It might be safe to say that this is one of the most visually and technologically interesting pony truss bridge in the entire state of VT. A rare survivor manufactured in 1905, this bridge weathered the great flood of 1927 that destroyed the majority of VT's early metal highway bridges, as well as the inevitable modernization process. As it stands this is the only pin connected Parker pony truss that is still open to automobile traffic and is still functioning as a truss.
Even with all of these attributes we still have not touched the surface of the fascinating nature of this bridge. Its manufacturer, Henry L. Norton of Springfield Massachusetts, was quite an obscure builder with no known extant bridges in New England. Its been suggested that Norton was formerly in the employee of the Hawkins Iron Works, which would give an idea as to where Norton picked up the bridge building trade. No doubt owing to the reality that this was either a one-off or one of a very small production, this bridge has several details that are unique/unusual and thus make it singularly unique among remaining examples in the region.
Starting with a broad view, this is a 98 foot pin-connected 6 panel Parker pony truss. The structure rests on irregular dry laid stone abutments capped in concrete. The bridge has a single lane roadway that is comprised of a wooden deck covered in asphalt. The upstream truss has a pedestrian sidewalk cantilevered outside the truss line, and has a modern 'historical looking' railing. The lower chord is classically composed of paired eyebars, but they are mounted inside the connections of the verticals giving them a very narrow distance between the pair. Also of note is that the lower chord slopes downwards in the first panel, giving it a 'fishbelly' appearance.

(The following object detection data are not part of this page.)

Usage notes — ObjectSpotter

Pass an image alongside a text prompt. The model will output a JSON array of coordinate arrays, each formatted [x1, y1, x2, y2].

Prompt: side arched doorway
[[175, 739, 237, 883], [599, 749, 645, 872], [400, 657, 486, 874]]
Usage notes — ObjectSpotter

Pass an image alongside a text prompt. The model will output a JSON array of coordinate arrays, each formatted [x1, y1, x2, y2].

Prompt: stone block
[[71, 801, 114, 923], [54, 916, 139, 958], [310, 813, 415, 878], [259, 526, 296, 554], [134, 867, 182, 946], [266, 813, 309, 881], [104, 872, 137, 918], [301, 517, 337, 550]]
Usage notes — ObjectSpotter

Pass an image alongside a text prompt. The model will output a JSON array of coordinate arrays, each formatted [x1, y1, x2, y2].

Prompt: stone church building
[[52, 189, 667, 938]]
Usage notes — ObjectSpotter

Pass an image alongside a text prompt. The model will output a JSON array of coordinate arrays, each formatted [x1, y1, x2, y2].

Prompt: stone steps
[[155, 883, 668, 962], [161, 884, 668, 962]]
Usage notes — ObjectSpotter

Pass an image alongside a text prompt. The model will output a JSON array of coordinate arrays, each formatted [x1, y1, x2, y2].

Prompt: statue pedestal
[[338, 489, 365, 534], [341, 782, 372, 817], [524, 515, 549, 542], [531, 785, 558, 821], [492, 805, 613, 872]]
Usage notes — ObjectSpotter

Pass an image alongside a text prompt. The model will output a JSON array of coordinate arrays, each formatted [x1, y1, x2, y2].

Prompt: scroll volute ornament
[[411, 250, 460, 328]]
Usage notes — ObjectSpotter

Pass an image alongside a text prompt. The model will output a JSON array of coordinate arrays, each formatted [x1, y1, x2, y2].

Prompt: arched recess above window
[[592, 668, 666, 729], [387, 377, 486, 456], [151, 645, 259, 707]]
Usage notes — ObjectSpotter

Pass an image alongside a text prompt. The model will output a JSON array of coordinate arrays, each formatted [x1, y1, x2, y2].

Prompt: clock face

The upper chord is a built up box member secured by battens, which why not completely unusual is nonetheless notable as a later example of a bridge fabricated with these, as opposed to the increasingly common V and X lacing. Diagonals are eyebars with smaller adjustable tension rods for the counter braces. Verticals are comprised of V lacing with angled sections riveted together. The upper connection of the verticals is interesting, as they are not directly pinned to the upper chord, but are instead riveted to gusset plate that connects to the upper chord.
The floorsystem has been completely replaced with a modern galvanized steel system, and is the biggest hit to historical integrity (or nearly equal with the loss of almost all the original rivets). The pedestrian walkway is supported by its own timber stringers that were also installed in the 2005 rehab.
Despite the damage to the historical integrity of this bridge with the complete reconstruction of its floor system and loss of rivets, it is a happy note that this bridge operates with no weight restriction without the additional of other load bearing devices. While perhaps not the most ideal solution, it does allow for a historic truss to continue to function in place with no major visual distractions to it.